As a servicer (the one who allows others (clients) to access information or data from their systems ) actually gives the client (the one who needs to use servicer information or data) complete access to data through a Web Service, because no company on the earth willing to expose their Database for outsiders. Like my company, decided to give some information about products via Web Services, hence we had to create XSD template and pass-on to few of our clients who wants to work with us. They have to write some code to make complete use of the given XSD and make Web Service calls to fetch data from servicer and convert data returned into their suitable requirement and then display or publish data or information about the product on their website. A simple example would be FLIGHT Ticket booking. An airline will let third parties to use flight data on their site for ticket sales. But again there is much more to it, it is just not letting third party flight ticket agent to sell tickets, there will be synchronize and security in place. If there is no sync then there is 100 % chances more than 1 customer might buy same flight ticket from various sources.
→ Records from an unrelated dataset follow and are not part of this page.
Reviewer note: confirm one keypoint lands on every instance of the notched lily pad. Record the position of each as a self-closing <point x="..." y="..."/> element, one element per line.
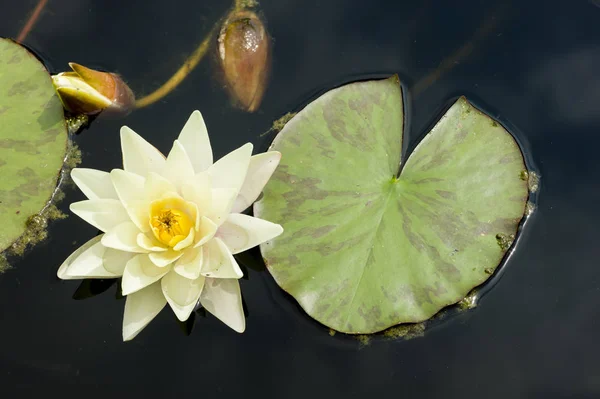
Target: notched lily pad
<point x="33" y="140"/>
<point x="364" y="248"/>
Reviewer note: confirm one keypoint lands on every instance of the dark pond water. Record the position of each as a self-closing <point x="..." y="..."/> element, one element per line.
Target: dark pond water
<point x="535" y="65"/>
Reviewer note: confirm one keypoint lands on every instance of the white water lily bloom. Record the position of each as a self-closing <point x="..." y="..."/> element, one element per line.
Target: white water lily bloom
<point x="172" y="225"/>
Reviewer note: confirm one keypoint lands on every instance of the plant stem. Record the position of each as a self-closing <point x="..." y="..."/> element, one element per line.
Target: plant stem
<point x="31" y="21"/>
<point x="190" y="63"/>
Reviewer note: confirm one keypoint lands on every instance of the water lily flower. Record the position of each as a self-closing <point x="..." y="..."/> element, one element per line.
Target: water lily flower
<point x="87" y="91"/>
<point x="172" y="225"/>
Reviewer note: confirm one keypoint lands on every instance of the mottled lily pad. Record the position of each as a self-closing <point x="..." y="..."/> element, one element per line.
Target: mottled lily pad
<point x="33" y="139"/>
<point x="363" y="249"/>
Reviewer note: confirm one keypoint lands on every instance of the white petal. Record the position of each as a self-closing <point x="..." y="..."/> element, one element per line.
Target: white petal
<point x="178" y="168"/>
<point x="156" y="186"/>
<point x="206" y="232"/>
<point x="162" y="259"/>
<point x="194" y="138"/>
<point x="230" y="171"/>
<point x="139" y="273"/>
<point x="260" y="170"/>
<point x="139" y="156"/>
<point x="115" y="261"/>
<point x="130" y="189"/>
<point x="218" y="262"/>
<point x="141" y="307"/>
<point x="241" y="232"/>
<point x="182" y="294"/>
<point x="198" y="190"/>
<point x="222" y="298"/>
<point x="104" y="214"/>
<point x="90" y="264"/>
<point x="85" y="262"/>
<point x="95" y="184"/>
<point x="149" y="243"/>
<point x="190" y="264"/>
<point x="222" y="202"/>
<point x="124" y="238"/>
<point x="186" y="242"/>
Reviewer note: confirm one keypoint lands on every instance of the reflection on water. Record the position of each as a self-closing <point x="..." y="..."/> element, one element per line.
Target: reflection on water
<point x="532" y="336"/>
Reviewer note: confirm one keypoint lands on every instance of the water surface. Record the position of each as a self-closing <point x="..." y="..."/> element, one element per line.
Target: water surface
<point x="533" y="65"/>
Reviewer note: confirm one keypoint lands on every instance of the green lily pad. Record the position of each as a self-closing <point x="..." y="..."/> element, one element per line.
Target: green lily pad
<point x="33" y="139"/>
<point x="364" y="250"/>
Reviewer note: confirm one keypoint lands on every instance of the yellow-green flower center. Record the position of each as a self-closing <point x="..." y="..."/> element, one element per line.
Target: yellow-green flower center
<point x="169" y="223"/>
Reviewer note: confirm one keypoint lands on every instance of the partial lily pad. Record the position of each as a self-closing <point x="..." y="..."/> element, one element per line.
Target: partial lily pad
<point x="363" y="249"/>
<point x="33" y="139"/>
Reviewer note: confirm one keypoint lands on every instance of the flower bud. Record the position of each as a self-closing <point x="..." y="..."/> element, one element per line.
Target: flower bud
<point x="244" y="57"/>
<point x="86" y="91"/>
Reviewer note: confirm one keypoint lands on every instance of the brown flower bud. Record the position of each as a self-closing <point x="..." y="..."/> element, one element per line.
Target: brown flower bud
<point x="86" y="91"/>
<point x="244" y="57"/>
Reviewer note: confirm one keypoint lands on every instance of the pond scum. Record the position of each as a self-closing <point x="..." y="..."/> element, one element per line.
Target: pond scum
<point x="37" y="224"/>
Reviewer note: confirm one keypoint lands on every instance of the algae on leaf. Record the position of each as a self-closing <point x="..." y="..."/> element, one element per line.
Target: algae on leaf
<point x="364" y="248"/>
<point x="33" y="139"/>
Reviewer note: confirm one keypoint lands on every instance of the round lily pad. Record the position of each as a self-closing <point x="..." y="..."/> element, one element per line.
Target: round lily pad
<point x="366" y="247"/>
<point x="33" y="139"/>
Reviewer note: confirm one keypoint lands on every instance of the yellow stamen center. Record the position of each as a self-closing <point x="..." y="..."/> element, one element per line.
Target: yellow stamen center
<point x="169" y="225"/>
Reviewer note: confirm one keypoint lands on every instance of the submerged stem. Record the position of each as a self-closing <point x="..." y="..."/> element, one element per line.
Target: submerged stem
<point x="190" y="63"/>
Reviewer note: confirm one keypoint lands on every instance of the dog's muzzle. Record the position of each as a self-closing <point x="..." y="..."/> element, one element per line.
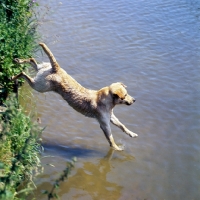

I am hoping experts will contribute to my answer. It is really hard for newbie or novice to understand XML, XSD and then to work on Web Services.
XSD is to validate the document, and contains metadata about the XML whereas WSDL is to describe the webservice location and operations.
XSD (XML schema definition) defines the element in an XML document. It can be used to verify if the elements in the xml document adheres to the description in which the content is to be placed.
While wsdl is specific type of XML document which describes the web service. WSDL itself adheres to a XSD.
WSDL - It contains the Operation such as Methods which a webservice provides.and these method can accept simple data types such as int,float etc and complex data types such as objects ,vectors, arrays etc. so mapping this to an xml datatype xsd are used. and based upon the xsd an user who wants to acccess webservice from different platform can provide the data appropriately.
Refer : ayazroomy-java.blogspot.com to read about basics of webservice.
If someone is looking for analogy , this answer might be helpful.
WSDL is like 'SHOW TABLE STATUS' command in mysql. It defines all the elements(request type, response type, format of URL to hit request,etc.,) which should be part of XML. By definition I mean:
1) Names of request or response
2) What should be treated as input , what should be treated as output.
XSD is like DESCRIBE command in mysql. It tells what all variables and their types, a request and response contains.
XSD is schema for WSDL file. XSD contain datatypes for WSDL. Element declared in XSD is valid to use in WSDL file.
We can Check WSDL against XSD to check out web service WSDL is valid or not.